#5 - Utilities and standard libraries for Cython+

About Cython+ :

logo Cython+ Cython+ is a research project aiming to develop a Cython extension supporting efficient multithreading.

In this fifth article:

  • Toward some standard library

  • Available components overview

  • The setup.py file

Toward some standard library

Current status

In its current state, Cython+ has very few standardized libraries, the language itself only offers the classes cyplist, cypdict and cypset.

Nexedi (the Cython+ development pilot) has also developed libraries which are intended to form the basis of a standard library:

  • a scheduler and the underlying thread library,

  • the string library and the format library,

  • other low-level libraries (socket management, …).

In addition, we have all of the Cython language ports of the C and C++ fundamental libraries (see the folders libc, libcpp, and posix).

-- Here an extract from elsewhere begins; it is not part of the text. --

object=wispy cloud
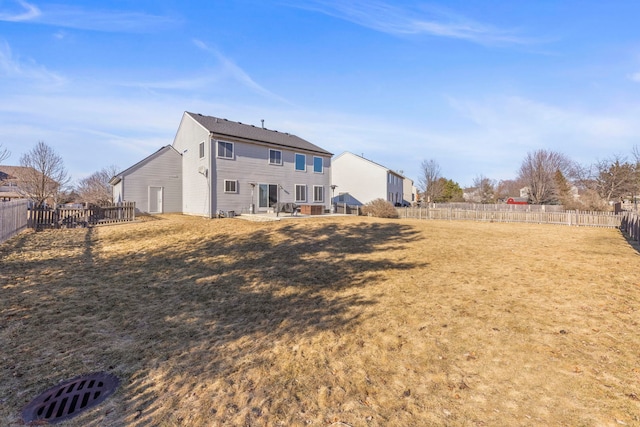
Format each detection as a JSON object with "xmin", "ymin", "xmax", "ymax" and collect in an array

Cython libraries are not sufficient

Cython wrappers are very close to the C/C++ language. On the other hand, the Cython language can be very close to Python, but then requires the GIL.

Ideally, we would like to have libraries:

  • close enough to C / C++ to be fast,

  • not requiring the GIL, so they can be used inside cypclass for thread programming,

  • and close to Python syntax.

Str() cypclass

The string.Str() class is a good example of what would be useful:

  • this is a cypclass,

  • it implements a number of methods defined for Python strings: __getitem__, __len__, join, …

  • Str() relies on the C++ class string.

The initialization code:

from ._string cimport string, string_view, hash_string, stoi, transform

[...]

cdef cypclass Str "Cy_Str":
    string _str

    __init__(self, const char *s):
        self._str = string(s)

Str() uses the C++ string() class through the intermediate _string.pxd library. Therefore, the algorithms of Str() use low-level C++ methods on the underlying _str instance, but the results and arguments are high-level cypclasses. For example the Str.join() method which takes over the functionality of string.join() in Python:

Str join(self, cyplist[Str] strings) except NULL:
    cdef Str joined = Str()
    if strings is NULL or strings.__len__() == 0:
        return joined
    last = strings[strings.__len__() -1]
    del strings[strings.__len__() - 1]
    cdef int total = last._str.size()
    for s in strings:
        total += s._str.size()
        total += self._str.size()
    joined._str.reserve(total)
    for s in strings:
        joined._str.append(s._str)
        joined._str.append(self._str)
    joined._str.append(last._str)
    return joined

format() function

An alternative to mimicking the standard Python library is to switch to a C library that implements an interface close enough to Python style. This is how format() is done. This is a wrapper of the C++ fmt library, the description of which says: “Format string syntax similar to Python’s format”.

.pxd files

The various libraries discussed in this chapter have a common point: they are .pxd files.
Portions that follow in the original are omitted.